The starling’s beaks are darkening into a marbleized browny black for late summer. They are no longer the cheery yellow of the breeding season.

As an educator working with high school students in an informal scientific learning environment, our great goal is to inspire students about the wonders of the natural world. We regale them with tales of discovery, dazzle them with biodiversity, and let them experience the highs of self-directed inquiry. This requires an enthusiastic, optimistic, and sometimes histrionic teaching approach.

But, the reality of doing science is not all awe-inspiring. Most times it is the opposite. Most times it is a thankless slog, indistinguishable at the daily level from other detail-oriented, challenging jobs. Most times things don’t work as planned, and there is no discovery, just confusion followed by more confusion, stress, and then disappointment.

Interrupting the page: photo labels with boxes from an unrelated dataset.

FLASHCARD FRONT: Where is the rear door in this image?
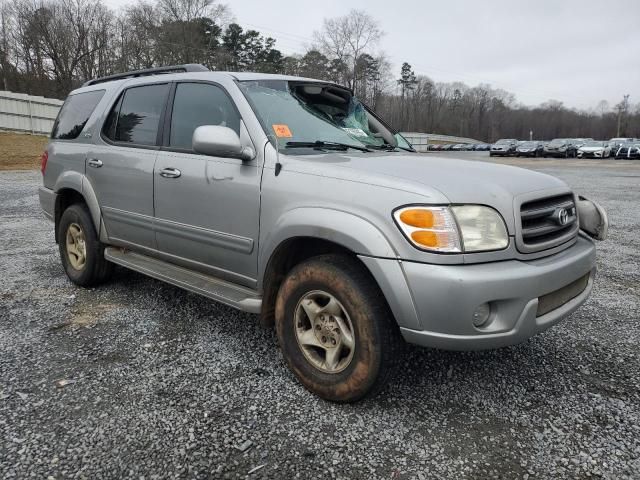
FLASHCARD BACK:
[153,82,260,286]
[87,83,170,250]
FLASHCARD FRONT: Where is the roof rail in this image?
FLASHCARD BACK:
[82,63,210,87]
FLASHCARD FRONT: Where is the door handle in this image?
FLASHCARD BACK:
[160,167,182,178]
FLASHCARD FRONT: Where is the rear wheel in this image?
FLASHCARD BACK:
[276,255,403,402]
[57,203,113,287]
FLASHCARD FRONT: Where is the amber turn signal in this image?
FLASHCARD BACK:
[411,230,449,248]
[400,208,435,228]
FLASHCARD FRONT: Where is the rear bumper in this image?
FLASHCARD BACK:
[38,187,58,221]
[360,236,595,350]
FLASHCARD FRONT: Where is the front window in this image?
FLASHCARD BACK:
[239,80,411,153]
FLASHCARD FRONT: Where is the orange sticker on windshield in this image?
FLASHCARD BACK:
[271,124,293,138]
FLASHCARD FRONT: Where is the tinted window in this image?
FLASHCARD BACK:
[169,83,240,150]
[104,83,169,145]
[51,90,104,140]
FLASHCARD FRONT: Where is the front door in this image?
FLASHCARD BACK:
[153,82,260,286]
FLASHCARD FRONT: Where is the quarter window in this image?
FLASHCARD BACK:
[103,83,169,145]
[169,83,240,150]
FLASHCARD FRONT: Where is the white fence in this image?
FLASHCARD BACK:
[0,90,63,135]
[400,132,483,152]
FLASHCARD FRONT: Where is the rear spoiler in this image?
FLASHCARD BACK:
[576,196,609,240]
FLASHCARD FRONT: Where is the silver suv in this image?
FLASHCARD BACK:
[39,65,607,402]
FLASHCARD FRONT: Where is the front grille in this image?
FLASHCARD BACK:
[520,193,579,253]
[536,273,589,317]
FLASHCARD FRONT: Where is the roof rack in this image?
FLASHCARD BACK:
[82,63,210,87]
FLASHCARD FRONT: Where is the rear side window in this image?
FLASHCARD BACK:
[103,83,169,145]
[51,90,105,140]
[169,83,240,150]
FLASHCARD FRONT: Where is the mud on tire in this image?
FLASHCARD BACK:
[56,203,113,287]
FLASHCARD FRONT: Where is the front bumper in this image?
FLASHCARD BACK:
[365,235,596,350]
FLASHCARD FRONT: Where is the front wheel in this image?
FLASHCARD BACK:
[276,255,403,402]
[57,204,113,287]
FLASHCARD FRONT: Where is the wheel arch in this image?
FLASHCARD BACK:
[258,208,397,325]
[54,171,106,241]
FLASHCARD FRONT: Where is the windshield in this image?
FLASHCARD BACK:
[239,80,411,151]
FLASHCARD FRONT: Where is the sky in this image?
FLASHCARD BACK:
[104,0,640,109]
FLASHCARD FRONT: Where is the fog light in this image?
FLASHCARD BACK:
[473,303,491,327]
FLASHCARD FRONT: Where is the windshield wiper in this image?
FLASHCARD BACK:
[285,140,372,152]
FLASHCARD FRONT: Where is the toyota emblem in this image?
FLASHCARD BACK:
[556,208,569,225]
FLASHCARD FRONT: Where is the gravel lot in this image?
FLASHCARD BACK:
[0,152,640,479]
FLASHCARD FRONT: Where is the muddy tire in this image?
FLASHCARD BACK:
[276,255,404,402]
[57,203,113,287]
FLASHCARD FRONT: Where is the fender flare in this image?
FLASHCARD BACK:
[53,170,106,239]
[258,207,398,288]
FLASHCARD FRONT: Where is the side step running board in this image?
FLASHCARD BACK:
[104,247,262,313]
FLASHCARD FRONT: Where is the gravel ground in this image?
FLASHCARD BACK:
[0,156,640,479]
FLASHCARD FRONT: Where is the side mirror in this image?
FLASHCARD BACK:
[192,125,255,160]
[576,196,609,240]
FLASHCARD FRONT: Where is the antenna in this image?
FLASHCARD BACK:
[267,134,282,177]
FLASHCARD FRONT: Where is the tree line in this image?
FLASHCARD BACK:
[0,0,640,141]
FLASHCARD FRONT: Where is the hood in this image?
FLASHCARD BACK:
[280,152,570,217]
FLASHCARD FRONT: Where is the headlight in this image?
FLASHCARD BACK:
[393,205,509,253]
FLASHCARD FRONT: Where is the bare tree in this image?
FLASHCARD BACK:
[314,10,384,91]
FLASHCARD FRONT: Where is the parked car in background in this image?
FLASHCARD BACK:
[543,138,577,158]
[578,140,611,158]
[516,140,544,157]
[489,138,518,157]
[616,143,640,160]
[571,138,594,152]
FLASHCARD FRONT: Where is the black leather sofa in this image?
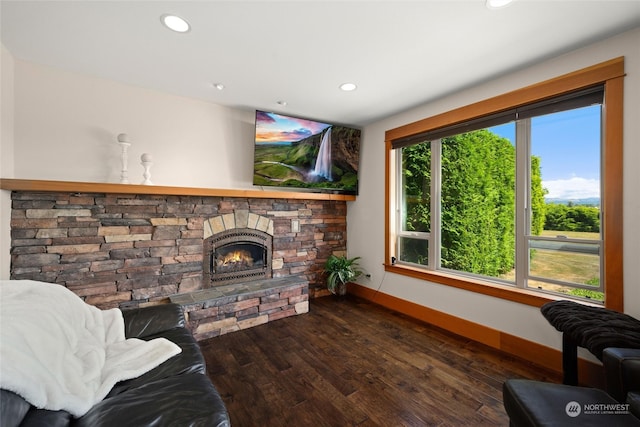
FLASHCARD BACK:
[0,304,231,427]
[502,348,640,427]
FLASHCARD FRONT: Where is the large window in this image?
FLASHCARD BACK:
[387,60,623,308]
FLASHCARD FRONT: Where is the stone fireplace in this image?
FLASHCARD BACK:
[2,180,349,339]
[203,211,273,288]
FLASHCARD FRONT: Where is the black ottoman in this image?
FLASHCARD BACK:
[540,300,640,385]
[502,379,640,427]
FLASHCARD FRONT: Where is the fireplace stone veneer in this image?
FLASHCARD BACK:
[10,190,347,332]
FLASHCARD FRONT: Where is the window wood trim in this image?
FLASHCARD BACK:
[384,57,625,311]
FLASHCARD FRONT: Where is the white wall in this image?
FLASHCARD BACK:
[0,43,14,279]
[14,60,254,188]
[347,29,640,349]
[0,53,254,279]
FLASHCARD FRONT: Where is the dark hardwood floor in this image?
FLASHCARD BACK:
[200,297,561,427]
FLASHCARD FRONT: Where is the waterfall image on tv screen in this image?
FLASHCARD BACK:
[253,111,360,194]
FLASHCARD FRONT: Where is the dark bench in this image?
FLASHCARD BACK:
[540,300,640,385]
[502,348,640,427]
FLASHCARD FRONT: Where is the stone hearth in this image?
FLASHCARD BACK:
[170,277,309,340]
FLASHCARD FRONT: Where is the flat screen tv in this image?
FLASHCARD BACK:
[253,110,360,194]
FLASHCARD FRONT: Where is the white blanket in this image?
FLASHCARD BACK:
[0,280,181,417]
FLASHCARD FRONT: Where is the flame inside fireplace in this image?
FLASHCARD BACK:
[217,249,253,269]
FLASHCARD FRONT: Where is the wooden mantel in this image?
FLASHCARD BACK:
[0,178,356,201]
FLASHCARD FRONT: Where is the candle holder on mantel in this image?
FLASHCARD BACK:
[140,153,153,185]
[118,133,131,184]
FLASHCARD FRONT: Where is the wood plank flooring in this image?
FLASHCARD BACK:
[200,297,561,427]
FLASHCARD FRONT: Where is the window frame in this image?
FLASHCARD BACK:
[384,57,624,311]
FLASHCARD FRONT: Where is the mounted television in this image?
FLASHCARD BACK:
[253,110,360,194]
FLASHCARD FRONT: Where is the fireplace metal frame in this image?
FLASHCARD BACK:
[202,228,273,287]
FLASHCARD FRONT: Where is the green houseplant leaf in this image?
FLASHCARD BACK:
[324,255,362,295]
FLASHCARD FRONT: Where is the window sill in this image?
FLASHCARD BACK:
[384,264,602,307]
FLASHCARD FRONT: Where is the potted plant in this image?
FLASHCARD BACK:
[324,254,362,296]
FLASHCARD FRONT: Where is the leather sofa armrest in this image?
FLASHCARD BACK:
[602,348,640,403]
[122,303,185,338]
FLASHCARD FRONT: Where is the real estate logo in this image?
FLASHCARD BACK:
[564,400,582,418]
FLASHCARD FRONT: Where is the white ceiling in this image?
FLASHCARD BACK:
[0,0,640,126]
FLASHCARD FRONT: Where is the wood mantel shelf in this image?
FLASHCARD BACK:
[0,178,356,201]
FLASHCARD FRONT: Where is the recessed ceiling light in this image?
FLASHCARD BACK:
[160,15,191,33]
[486,0,513,9]
[340,83,358,92]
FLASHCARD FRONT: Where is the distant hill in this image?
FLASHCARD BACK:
[544,197,600,206]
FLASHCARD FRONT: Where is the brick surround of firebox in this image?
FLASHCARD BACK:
[11,191,346,338]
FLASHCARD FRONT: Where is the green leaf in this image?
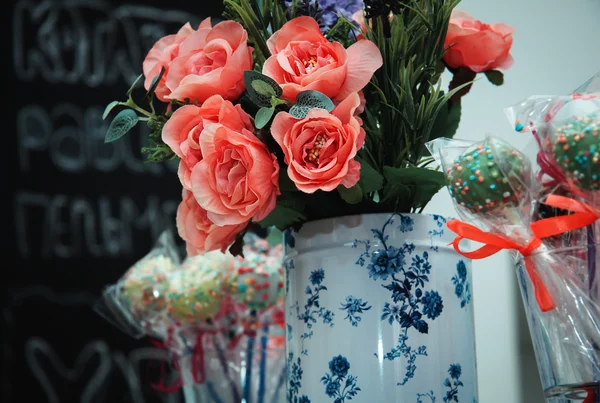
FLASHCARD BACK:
[146,66,167,98]
[127,74,144,97]
[104,109,140,143]
[337,184,362,204]
[383,166,446,208]
[258,201,306,231]
[279,167,298,193]
[449,67,477,100]
[254,106,275,129]
[244,70,283,107]
[484,70,504,85]
[356,157,383,193]
[102,101,119,120]
[290,90,335,119]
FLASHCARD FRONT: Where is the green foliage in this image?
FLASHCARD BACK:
[337,184,363,204]
[259,197,307,231]
[223,0,288,66]
[142,116,177,162]
[102,101,119,120]
[290,90,335,119]
[104,109,140,143]
[429,99,462,148]
[383,166,446,209]
[145,66,167,99]
[254,106,275,129]
[362,0,468,212]
[244,70,283,107]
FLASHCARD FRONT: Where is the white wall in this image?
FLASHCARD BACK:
[427,0,600,403]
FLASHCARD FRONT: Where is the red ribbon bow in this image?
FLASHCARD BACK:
[446,195,600,312]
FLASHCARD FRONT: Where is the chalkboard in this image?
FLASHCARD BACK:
[6,0,222,403]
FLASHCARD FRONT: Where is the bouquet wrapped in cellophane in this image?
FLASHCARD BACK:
[99,232,285,403]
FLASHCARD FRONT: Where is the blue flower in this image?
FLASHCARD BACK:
[421,291,444,319]
[398,215,415,232]
[456,260,467,280]
[329,355,350,377]
[309,269,325,285]
[325,380,340,397]
[285,0,364,30]
[448,364,462,379]
[367,246,404,280]
[454,283,464,298]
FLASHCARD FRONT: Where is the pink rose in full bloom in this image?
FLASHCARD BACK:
[176,188,247,256]
[190,123,280,225]
[162,95,254,189]
[271,93,365,193]
[262,17,383,101]
[166,21,253,103]
[142,18,204,102]
[444,10,515,73]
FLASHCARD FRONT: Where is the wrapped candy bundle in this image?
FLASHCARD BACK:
[95,233,285,403]
[428,76,600,402]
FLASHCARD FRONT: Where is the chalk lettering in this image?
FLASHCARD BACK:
[15,190,179,259]
[13,0,200,87]
[17,103,177,176]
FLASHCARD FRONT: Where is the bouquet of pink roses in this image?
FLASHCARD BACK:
[104,0,512,255]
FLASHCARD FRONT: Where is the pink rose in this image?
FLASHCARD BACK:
[444,10,515,73]
[191,123,279,225]
[162,95,254,189]
[142,18,210,102]
[176,189,247,256]
[271,93,365,193]
[262,17,383,101]
[166,21,253,103]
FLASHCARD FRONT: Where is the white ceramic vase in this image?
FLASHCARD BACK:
[284,214,478,403]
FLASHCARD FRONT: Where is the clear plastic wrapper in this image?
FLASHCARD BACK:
[505,72,600,401]
[429,136,555,311]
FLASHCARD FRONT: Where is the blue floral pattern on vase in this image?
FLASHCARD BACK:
[415,364,464,403]
[427,214,446,252]
[287,353,310,403]
[321,355,360,403]
[452,260,471,308]
[340,295,371,327]
[352,214,444,385]
[296,269,335,355]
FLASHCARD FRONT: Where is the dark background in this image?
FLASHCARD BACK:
[5,0,222,403]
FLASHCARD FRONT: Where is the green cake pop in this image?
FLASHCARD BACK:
[551,113,600,191]
[447,140,529,213]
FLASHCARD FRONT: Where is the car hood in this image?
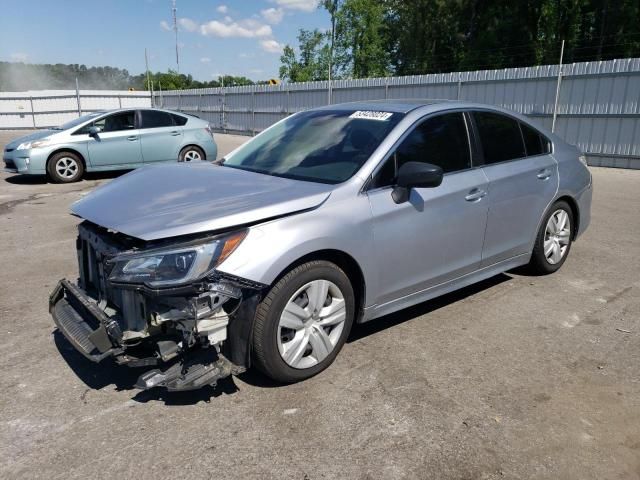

It is a life of the lab, of the accidentally dropped 96 samples; a life of the forest, drenched in sweat and not having seen a single species-you-came-for all day. It is a life of the desert, hunched over hunting for fossils and finding nothing. It is a life of awkwardness, bad advice, insecurity, and mountains of other people’s arrogance. It is a life of having to prove yourself, right after having just proved yourself. But it is also, a life of the mind, which is the big yellow hope that guides us through the darkness. Asking a question with an answer that is millions of years old, making a new connection, illuminating a pattern, or uncovering unknown diversity. It is all gloriously bigger than us. And no wasted day in the lab or the field can take away the intellectual euphoria that accompanies this imperfect journey. 


But what can we tell our students, that will speak to the darkness, but not turn them away? And maybe some of them should be turned away. It is not for everyone. It is not for most people. It makes no sense, and yet perfect sense. 


Most times you find nothing, but keep looking darlings. Their beaks will be yellow again in spring.